Mon travail plastique est influencé par le métier de guide nature que j’ai exercé pendant 8 ans au sein du Parc naturel régional du Marais poitevin. Pendant ces années à arpenter ce territoire, j’ai acquis une connaissance intime de sa faune, de sa flore, de ses espaces et de l’histoire du lieu. Zone protégée, Natura 2000, le marais est un lieu mélancolique où s’épanouissent les loutres et les rainettes. C’est aussi un lieu profondément marqué par l’activité humaine : de l’arrivée des plantes médicinales cultivées par les moines puis échappées dans nos bocages aux menaces les plus contemporaines que fait peser sur lui l’agriculture intensive.
Je tends, à travers ma pratique artistique, à proposer une réflexion sur les formes de connaissance de l’environnement. Les savoirs traditionnels botaniques et médicinaux, les techniques de pêche et de chasse sont encore transmis oralement des plus âgés au plus jeune guide au cours d’une initiation quotidienne faite d’une fréquentation assidue et de découvertes toujours inattendues.
Mais être guide, c’est aussi faire face à l’ampleur de la méconnaissance de son territoire par l’être humain qui ne porte que très peu d’attention à son lien avec le reste du monde. Il ne s’agit « pas de [faire de] reproches », mais de ressentir « une certaine tristesse à l’égard de cette cécité, de sa portée et de sa violence innocente. » selon le philosophe Baptiste Morizot.
Cependant, cette tristesse n’est pas une fatalité et l’art peut se poser comme un remède pour enrichir une sensibilité « émoussée » et jouer un rôle de réconciliation.
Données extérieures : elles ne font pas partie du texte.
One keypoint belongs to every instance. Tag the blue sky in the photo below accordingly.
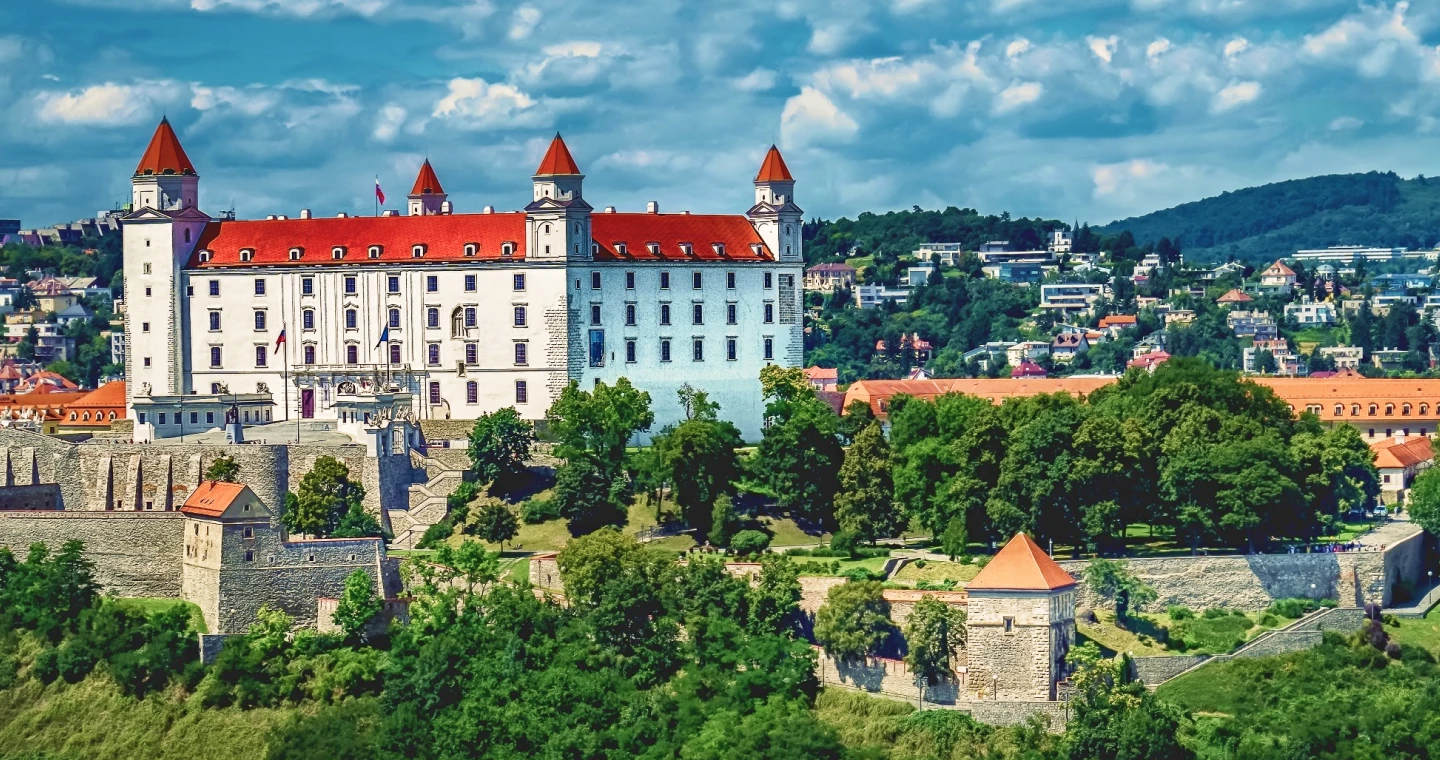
(1086, 110)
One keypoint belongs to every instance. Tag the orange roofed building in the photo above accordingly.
(1020, 623)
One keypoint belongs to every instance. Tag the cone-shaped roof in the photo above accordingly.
(774, 167)
(426, 183)
(558, 160)
(164, 154)
(1021, 566)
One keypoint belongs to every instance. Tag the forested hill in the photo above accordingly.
(1257, 225)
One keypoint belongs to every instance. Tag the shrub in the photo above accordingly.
(749, 541)
(537, 510)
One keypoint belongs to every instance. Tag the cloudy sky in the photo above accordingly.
(1085, 110)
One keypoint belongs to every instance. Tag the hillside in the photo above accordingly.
(1260, 223)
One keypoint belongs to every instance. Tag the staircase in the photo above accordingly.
(426, 504)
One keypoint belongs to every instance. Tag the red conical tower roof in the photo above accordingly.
(164, 154)
(426, 183)
(774, 167)
(558, 160)
(1021, 566)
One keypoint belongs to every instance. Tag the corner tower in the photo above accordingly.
(558, 220)
(159, 236)
(775, 215)
(426, 197)
(1021, 622)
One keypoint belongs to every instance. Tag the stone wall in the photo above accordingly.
(1014, 713)
(134, 553)
(884, 675)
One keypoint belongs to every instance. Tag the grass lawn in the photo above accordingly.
(163, 605)
(936, 572)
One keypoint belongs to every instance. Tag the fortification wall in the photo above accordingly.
(134, 553)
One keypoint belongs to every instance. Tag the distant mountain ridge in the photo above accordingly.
(1262, 223)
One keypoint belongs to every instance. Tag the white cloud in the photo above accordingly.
(1103, 48)
(388, 124)
(523, 22)
(108, 104)
(480, 104)
(756, 81)
(1234, 95)
(1017, 95)
(811, 117)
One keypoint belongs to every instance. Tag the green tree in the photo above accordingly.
(935, 635)
(223, 469)
(599, 422)
(497, 524)
(498, 445)
(329, 504)
(1115, 582)
(864, 503)
(854, 621)
(359, 603)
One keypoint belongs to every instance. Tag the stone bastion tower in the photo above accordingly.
(1021, 623)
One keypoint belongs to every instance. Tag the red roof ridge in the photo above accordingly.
(164, 154)
(774, 167)
(558, 160)
(1021, 566)
(426, 183)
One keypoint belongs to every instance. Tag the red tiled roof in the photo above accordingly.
(774, 167)
(637, 231)
(210, 498)
(426, 183)
(164, 154)
(1021, 566)
(444, 239)
(558, 160)
(1391, 454)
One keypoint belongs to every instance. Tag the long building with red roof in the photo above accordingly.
(468, 313)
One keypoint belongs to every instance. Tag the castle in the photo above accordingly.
(458, 314)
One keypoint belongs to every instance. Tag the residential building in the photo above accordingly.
(450, 315)
(830, 277)
(1311, 313)
(1072, 298)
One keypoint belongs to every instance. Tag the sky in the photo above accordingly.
(1074, 110)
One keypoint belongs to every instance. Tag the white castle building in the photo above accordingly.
(450, 315)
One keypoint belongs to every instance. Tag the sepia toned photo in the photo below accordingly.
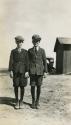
(35, 62)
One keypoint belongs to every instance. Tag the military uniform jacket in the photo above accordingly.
(18, 61)
(37, 62)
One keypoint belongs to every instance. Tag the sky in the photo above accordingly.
(48, 18)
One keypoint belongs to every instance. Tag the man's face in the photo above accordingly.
(36, 43)
(19, 44)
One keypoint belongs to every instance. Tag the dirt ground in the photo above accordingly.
(55, 102)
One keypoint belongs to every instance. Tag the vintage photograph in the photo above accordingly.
(35, 62)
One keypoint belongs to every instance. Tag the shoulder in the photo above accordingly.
(42, 49)
(13, 50)
(24, 50)
(29, 50)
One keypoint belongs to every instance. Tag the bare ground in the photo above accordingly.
(55, 102)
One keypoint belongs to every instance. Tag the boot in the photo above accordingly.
(37, 105)
(33, 104)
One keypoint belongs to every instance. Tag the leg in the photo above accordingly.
(16, 93)
(33, 96)
(21, 97)
(21, 93)
(38, 96)
(16, 96)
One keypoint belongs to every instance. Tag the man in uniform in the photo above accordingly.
(18, 67)
(37, 68)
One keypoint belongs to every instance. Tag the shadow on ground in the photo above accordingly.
(10, 101)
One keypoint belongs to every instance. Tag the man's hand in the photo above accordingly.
(26, 75)
(11, 74)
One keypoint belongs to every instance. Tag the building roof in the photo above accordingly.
(61, 41)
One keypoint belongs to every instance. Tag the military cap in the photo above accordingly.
(36, 37)
(19, 38)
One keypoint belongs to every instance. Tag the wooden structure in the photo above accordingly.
(63, 55)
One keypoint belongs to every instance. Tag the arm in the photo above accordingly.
(11, 65)
(27, 65)
(44, 62)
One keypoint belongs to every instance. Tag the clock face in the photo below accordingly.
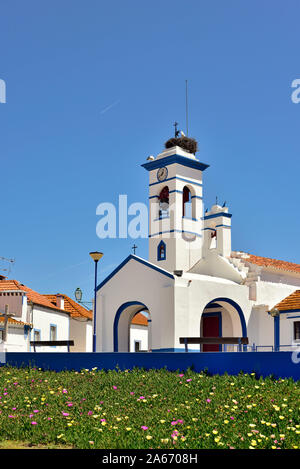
(162, 174)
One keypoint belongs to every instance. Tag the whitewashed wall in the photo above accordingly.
(42, 318)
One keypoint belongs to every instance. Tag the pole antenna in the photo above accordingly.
(186, 108)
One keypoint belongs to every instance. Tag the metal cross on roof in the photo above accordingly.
(176, 131)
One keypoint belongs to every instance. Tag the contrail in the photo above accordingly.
(109, 107)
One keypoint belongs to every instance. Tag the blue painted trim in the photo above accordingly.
(276, 333)
(216, 215)
(138, 259)
(180, 179)
(278, 364)
(175, 231)
(217, 314)
(179, 192)
(212, 305)
(117, 318)
(289, 311)
(159, 257)
(172, 159)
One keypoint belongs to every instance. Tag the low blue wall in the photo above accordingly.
(279, 364)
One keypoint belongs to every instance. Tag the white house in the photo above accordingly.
(37, 317)
(193, 284)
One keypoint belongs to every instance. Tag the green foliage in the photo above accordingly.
(147, 409)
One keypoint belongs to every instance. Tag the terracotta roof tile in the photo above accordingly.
(14, 321)
(291, 302)
(268, 262)
(32, 295)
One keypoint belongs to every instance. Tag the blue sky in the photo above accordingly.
(94, 87)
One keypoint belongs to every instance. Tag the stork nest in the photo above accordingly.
(186, 143)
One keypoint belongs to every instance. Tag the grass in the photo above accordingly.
(146, 409)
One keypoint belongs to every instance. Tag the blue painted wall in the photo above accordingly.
(279, 364)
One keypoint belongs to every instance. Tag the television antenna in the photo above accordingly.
(6, 261)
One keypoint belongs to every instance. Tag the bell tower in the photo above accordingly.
(175, 207)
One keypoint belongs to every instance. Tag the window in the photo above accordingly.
(164, 202)
(297, 330)
(137, 345)
(52, 332)
(161, 251)
(187, 203)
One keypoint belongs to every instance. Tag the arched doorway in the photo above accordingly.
(222, 317)
(122, 325)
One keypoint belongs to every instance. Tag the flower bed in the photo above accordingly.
(148, 409)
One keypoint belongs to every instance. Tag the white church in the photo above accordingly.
(193, 285)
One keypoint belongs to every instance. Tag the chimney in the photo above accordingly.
(60, 302)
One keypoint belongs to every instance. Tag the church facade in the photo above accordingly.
(193, 284)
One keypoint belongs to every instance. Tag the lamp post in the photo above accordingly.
(96, 256)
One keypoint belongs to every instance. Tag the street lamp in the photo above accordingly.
(96, 256)
(78, 294)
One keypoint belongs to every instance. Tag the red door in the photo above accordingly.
(210, 329)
C’est ce que propose l’historienne de l’art Estelle Zhong Mengual qui se demande « Qui mieux que l’art peut sédimenter en nous de nouvelles représentations, de nouveaux symboles, de nouveaux imaginaires du vivant, à même d’enrichir notre goût et notre disponibilité au monde vivant ? ». Mon travail cherche à ainsi initier des rapports nouveaux avec la nature : contemplatifs, poétiques et spirituels.
Je retrouve cela dans la figure mythique du trappeur. Décrite par Henry David Thoreau, elle désigne un certain sentiment d’appartenance à une nature qui peut se montrer inhospitalière. Elle se résume pas à la traque, mais à la considération des autres espèces à l’égal de nous, à la conscience que notre territoire est aussi le leur et que nous devons cohabiter en développant des techniques et des outils utiles à notre survie, avec les moyens du bord.
Je tente d’expérimenter ce que veut dire ce « bricolage» selon l’expression de Lévi-Strauss en travaillant sur des outils fonctionnels, mais seulement potentiels, traités dans le registre de l’imaginaire et du jeu. De ceci, émerge un rapport à une spiritualité immanente, faite de rituels et d’empreintes païennes.
Je produis des kits de survie, je fabrique des rames pour préparer l’être humain à la montée des eaux et je cultive un monde imaginaire où les insectes et les êtres humains vivent en harmonie. J’entrecroise des atmosphères inspirées de la science-fiction et des modes de vie préhistoriques ou disparus. À cela, j’ajoute mes connaissances de terrain sur le monde animal et végétal. Je travaille à partir de récits et j’imagine des scénographies et des installations. Mon travail peut être sculptural et/ou performatif. Je passe très souvent par des protocoles incluant la submersion, l’infusion, le séchage et la combustion et je peux réaliser des documents vidéo qui attestent de mes expérimentations. J’utilise des matériaux très différents : bois, métal, céramique. Je cherche à travailler dans le respect de l’environnement, en optant souvent pour le recyclage et la récupération.
Consciente de notre responsabilité vis-à-vis des générations futures et inquiète pour le monde végétal et animal, mes œuvres sont des tentatives pour tisser de nouvelles relations avec lui.